Let’s stop and be nice for a second: Sometimes the puzzles are cute. It’s cute when you successfully decode the little tetrads on the walls into the controller buttons they represent; it is interesting to be able to look at a situation and think of a weird thing to try and then have a bunch of lights start going off when you try it. But it is not interesting when you’re trying to do it a tenth time, and it is not cute when the room you’re in has a neon sign in the sky blinking “hey here’s a PUZZLE come whip out your WEIRD IDEA CHECKLIST and FIGURE IT OUT.”
Then there’s Fez’s “Hot New Previews” gimmick, which is that it takes place in a 3D world but is only played in two Ds at a time. Your controller’s triggers rotate the world 90 degrees in either direction; platforms that are situated on opposite corners of the x-z plane can form one continuous plateau as long as they line up clearly on your y-axis. This, at least, is An Idea, though it rarely evolves past being a gimmick; it mostly ends up putting limp little jumping puzzles between you and wherever you want to go. It’s like, there will be little platforms moving really slowly up and down; to climb them you’ll have to rotate the world 90 degrees before every jump. When you’re sitting on the second platform and waiting for the third one to come into range, it might occur to you that if there was no rotation mechanic you’d just be jumping up five slowly moving platforms, period.
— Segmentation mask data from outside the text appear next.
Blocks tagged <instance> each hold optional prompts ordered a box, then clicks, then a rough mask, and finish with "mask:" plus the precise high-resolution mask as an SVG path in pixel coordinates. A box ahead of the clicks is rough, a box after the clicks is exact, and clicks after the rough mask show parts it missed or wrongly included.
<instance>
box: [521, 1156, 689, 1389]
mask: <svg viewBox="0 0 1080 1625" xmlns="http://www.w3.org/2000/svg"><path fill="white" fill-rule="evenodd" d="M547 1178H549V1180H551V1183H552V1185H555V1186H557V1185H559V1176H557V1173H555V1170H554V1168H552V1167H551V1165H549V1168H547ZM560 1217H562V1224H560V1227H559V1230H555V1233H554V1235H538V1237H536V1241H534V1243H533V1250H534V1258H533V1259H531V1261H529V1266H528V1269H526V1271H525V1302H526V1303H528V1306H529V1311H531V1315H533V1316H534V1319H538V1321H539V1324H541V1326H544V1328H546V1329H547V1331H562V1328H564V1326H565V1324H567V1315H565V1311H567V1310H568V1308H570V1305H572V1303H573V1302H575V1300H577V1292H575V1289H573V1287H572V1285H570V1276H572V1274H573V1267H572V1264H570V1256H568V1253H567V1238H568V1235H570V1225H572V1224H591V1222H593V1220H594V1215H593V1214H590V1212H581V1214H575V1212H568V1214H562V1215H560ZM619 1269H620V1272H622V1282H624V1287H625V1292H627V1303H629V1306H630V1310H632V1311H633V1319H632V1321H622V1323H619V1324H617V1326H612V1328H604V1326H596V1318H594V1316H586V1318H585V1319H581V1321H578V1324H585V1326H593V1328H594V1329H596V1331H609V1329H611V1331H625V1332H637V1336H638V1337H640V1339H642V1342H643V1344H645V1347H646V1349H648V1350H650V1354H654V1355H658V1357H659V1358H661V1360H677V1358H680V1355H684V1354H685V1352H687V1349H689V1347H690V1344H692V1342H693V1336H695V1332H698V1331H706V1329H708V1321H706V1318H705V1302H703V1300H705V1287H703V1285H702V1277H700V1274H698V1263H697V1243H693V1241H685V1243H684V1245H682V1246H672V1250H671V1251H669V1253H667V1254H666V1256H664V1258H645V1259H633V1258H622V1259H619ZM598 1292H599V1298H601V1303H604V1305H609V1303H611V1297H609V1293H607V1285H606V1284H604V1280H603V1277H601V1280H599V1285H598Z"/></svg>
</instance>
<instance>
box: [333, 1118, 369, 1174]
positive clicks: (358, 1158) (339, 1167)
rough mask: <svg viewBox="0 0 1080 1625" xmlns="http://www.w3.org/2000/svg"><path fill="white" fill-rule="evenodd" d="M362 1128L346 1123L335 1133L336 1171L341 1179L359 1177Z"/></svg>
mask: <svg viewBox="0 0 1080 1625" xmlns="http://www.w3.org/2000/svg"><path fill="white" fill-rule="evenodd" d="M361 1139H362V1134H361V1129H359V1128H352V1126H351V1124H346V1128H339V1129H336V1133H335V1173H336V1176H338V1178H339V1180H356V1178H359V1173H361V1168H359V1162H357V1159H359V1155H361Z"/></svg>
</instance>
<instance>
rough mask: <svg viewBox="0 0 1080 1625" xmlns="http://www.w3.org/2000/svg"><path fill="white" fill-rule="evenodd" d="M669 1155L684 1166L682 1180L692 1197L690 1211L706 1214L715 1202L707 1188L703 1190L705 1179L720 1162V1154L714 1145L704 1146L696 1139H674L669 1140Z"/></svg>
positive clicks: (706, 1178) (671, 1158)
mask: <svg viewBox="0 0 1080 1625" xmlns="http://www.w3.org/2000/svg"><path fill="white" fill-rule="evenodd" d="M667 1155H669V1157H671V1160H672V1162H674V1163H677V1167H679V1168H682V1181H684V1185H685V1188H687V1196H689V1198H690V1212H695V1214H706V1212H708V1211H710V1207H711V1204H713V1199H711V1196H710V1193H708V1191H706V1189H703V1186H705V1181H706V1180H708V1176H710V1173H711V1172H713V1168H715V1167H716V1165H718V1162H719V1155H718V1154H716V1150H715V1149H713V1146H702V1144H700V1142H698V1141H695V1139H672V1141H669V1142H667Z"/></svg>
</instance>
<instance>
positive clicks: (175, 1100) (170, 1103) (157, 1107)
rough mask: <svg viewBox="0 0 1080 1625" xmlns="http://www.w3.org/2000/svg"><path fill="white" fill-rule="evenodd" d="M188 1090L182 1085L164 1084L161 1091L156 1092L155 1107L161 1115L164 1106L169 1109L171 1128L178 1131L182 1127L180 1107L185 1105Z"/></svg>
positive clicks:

Then it might occur to you that that’s the kind of thing no game would ever make you do – because it would be as boring as heck. Then you might think, hey, I’d turn a game off if it started making me do that. Then…
Well, okay, maybe the rotating stuff is kind of nice (uh-oh, we are about to undercut ourselves again (help)) in the way that it emphasizes the game’s aesthetic choices – or maybe it would be nice, if Fez’s aesthetic choices didn’t add up to “pixels.” Its pseudo-retro graphics might be okay if it just went ahead and looked like a Super Nintendo game; instead it just looks like it wants to remind you of one. The Graphics are never too offensive, because whoever colored it in sure knew how to put some colors together, but that’s about as confident as Fez’ style ever gets. The aesthetics of its level-chunk themes grab at nostalgia graphically and at some idea of “mystery” thematically, but what doesn’t come through in screenshots and trailers is that everything is so shamelessly and arbitrarily schizophrenic that any cohesive structure is impossible to find.
We won’t discuss certain other problems surrounding Fez and its development, at least not explicitly. (Protip: if you hide the politics, the Really Scary Hate Mail sometimes doesn’t come until later.) Like, we’re skirting around the words “pretentious” and “dumb,” for example. Let’s indulge ourselves for a second (lol) and just point out that the “meme” “joke” at the “end” of the game – which manages to be the most pretentious part of it – is So Dumb.
But okay; never mind that. Fez’s real, deep, therapist’s-couch problem is that is has fetishized the wrong stuff; it has fetishized an already-misguided fetishization. There is really no other way to explain, for example, the QR codes that pop up as alternate puzzle solutions, or the complete A-to-Z alphabet that needs to be decoded in bits and pieces from the game’s walls. I don’t know, maybe figuring it out could be fun for some people, and maybe that kind of thing can make you feel smart, but let’s just say right now that, at ABDN, it’s not going to be our Game of the Year (and probably not our runner-up, either).
Maybe Fez’s puzzles are fun once in a while, and maybe on my way to finishing the game I felt clever once or twice, and maybe clearing Super Mario Bros. 3 without picking up a mushroom never made me feel clever at all; on the other hand, I’m pretty sure it taught me how to play bass guitar.